Santé et espérance de vie

Bien suivi, l’Andalou vit en moyenne 25 à 30 ans. La race reste globalement saine, même si certaines lignées peuvent présenter des sensibilités digestives surveillées par les éleveurs sérieux. Un travail progressif protège ses articulations, en particulier sur les exercices de rassembler les plus exigeants.

Rustique et solide, l’Andalou jouit en général d’une bonne santé et d’une belle longévité. Sa morphologie compacte et son bon mental limitent les soucis, à condition d’un travail progressif, surtout pour le rassembler.

Une bonne hygiène de vie, un entraînement adapté et les soins réguliers suffisent à le garder en forme. Ses crins abondants demandent un entretien soigné.

Prix et budget

Comptez en moyenne 8 000 à 25 000 € pour un Andalou, selon ses origines, sa robe et son niveau de dressage. Les sujets de haut niveau ou issus de lignées réputées atteignent des prix bien supérieurs.

À l’entretien, c’est un cheval rustique au budget classique : pension, maréchal et soins de base, complétés par l’entretien régulier de ses crins.

À l’entretien, comptez le budget habituel d’un cheval de selle : pension (de 150 à 600 € par mois selon la formule et la région), maréchal toutes les six à huit semaines, vaccins, vermifuges et suivi vétérinaire. L’Andalou n’engendre pas de frais particuliers, hormis l’entretien soigné de ses crins.

À qui convient cette race ?

L’Andalou convient à un cavalier intermédiaire à confirmé attiré par le dressage, l’équitation de travail ou le spectacle. Maniable et généreux, il récompense un travail fin et une vraie relation. Ce n’est pas un cheval de grand débutant, mais un partenaire noble pour progresser vers l’art équestre.

Concrètement, il convient au cavalier de bon niveau (à partir du Galop 5) qui rêve de dressage, d’équitation de travail ou de spectacle et qui a le temps de construire une vraie complicité. Il fera moins le bonheur de qui cherche un cheval d’obstacle ou une monture passe-partout pour le club.

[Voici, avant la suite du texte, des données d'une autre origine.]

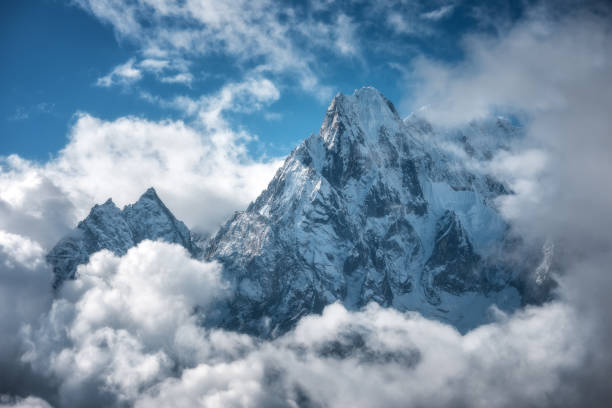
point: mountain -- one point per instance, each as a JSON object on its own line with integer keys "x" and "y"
{"x": 108, "y": 227}
{"x": 372, "y": 208}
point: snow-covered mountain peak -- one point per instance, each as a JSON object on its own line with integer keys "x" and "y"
{"x": 108, "y": 227}
{"x": 373, "y": 208}
{"x": 362, "y": 113}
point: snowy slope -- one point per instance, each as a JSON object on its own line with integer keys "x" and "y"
{"x": 372, "y": 208}
{"x": 108, "y": 227}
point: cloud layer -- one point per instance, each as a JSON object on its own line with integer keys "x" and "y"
{"x": 127, "y": 332}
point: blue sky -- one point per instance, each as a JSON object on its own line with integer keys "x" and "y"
{"x": 59, "y": 55}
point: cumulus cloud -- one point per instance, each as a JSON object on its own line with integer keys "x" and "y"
{"x": 128, "y": 331}
{"x": 202, "y": 169}
{"x": 124, "y": 324}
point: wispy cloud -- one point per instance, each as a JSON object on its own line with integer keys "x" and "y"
{"x": 123, "y": 74}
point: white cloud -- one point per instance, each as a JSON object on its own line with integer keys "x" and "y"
{"x": 439, "y": 13}
{"x": 123, "y": 74}
{"x": 29, "y": 402}
{"x": 202, "y": 171}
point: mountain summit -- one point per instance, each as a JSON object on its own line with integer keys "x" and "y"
{"x": 108, "y": 227}
{"x": 369, "y": 209}
{"x": 373, "y": 208}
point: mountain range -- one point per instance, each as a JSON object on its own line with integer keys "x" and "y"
{"x": 373, "y": 208}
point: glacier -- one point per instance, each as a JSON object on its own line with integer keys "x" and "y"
{"x": 373, "y": 208}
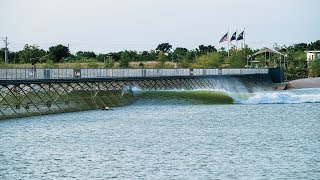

Cette race fait partie de notre encyclopédie des races de chevaux, où tu peux la comparer aux autres et trouver celle qui te correspond.

À voir aussi : Le Lipizzan, le cheval blanc baroque de l’Ecole de Vienne.

Questions fréquentes

Quelle est la différence entre l'Andalou et le PRE ?

Aucune : « Andalou » est le nom courant, « Pure Race Espagnole » (PRE) est le nom officiel du stud-book. Ce sont deux façons de désigner le même cheval baroque espagnol.

Andalou et Lusitanien, c'est pareil ?

Non, mais ils sont cousins. L’Andalou est espagnol (PRE), le Lusitanien est portugais. Longtemps confondus, ils ont chacun leur stud-book, avec des nuances de morphologie et de sélection.

L'Andalou est-il bon en dressage ?

Oui, c’est l’une de ses grandes spécialités. Sa maniabilité, son rassembler naturel et son mental généreux en font un excellent cheval de dressage et de spectacle, jusqu’au haut niveau.

L'Andalou convient-il à un débutant ?

C’est un cheval fin et sensible, plutôt destiné à un cavalier intermédiaire ou confirmé. Bien dressé, il peut convenir à un cavalier en progression bien encadré.

Combien coûte un cheval Andalou ?

En moyenne 8 000 à 25 000 €, et davantage pour les chevaux de dressage de haut niveau ou les belles lignées. Son entretien reste celui d’un cheval rustique.

Quelle est la robe d'un cheval andalou ?

Le gris domine très largement, du gris foncé à la naissance au gris clair, voire blanc, avec l’âge. On rencontre aussi des Andalous bais et, plus rarement, noirs ou isabelles.

L'Andalou est-il rare en France ?

Non, il y est de plus en plus présent : les naissances de PRE progressent chaque année et de nombreux élevages français en proposent. Il reste plus cher qu’un cheval de selle classique, mais bien moins rare qu’autrefois.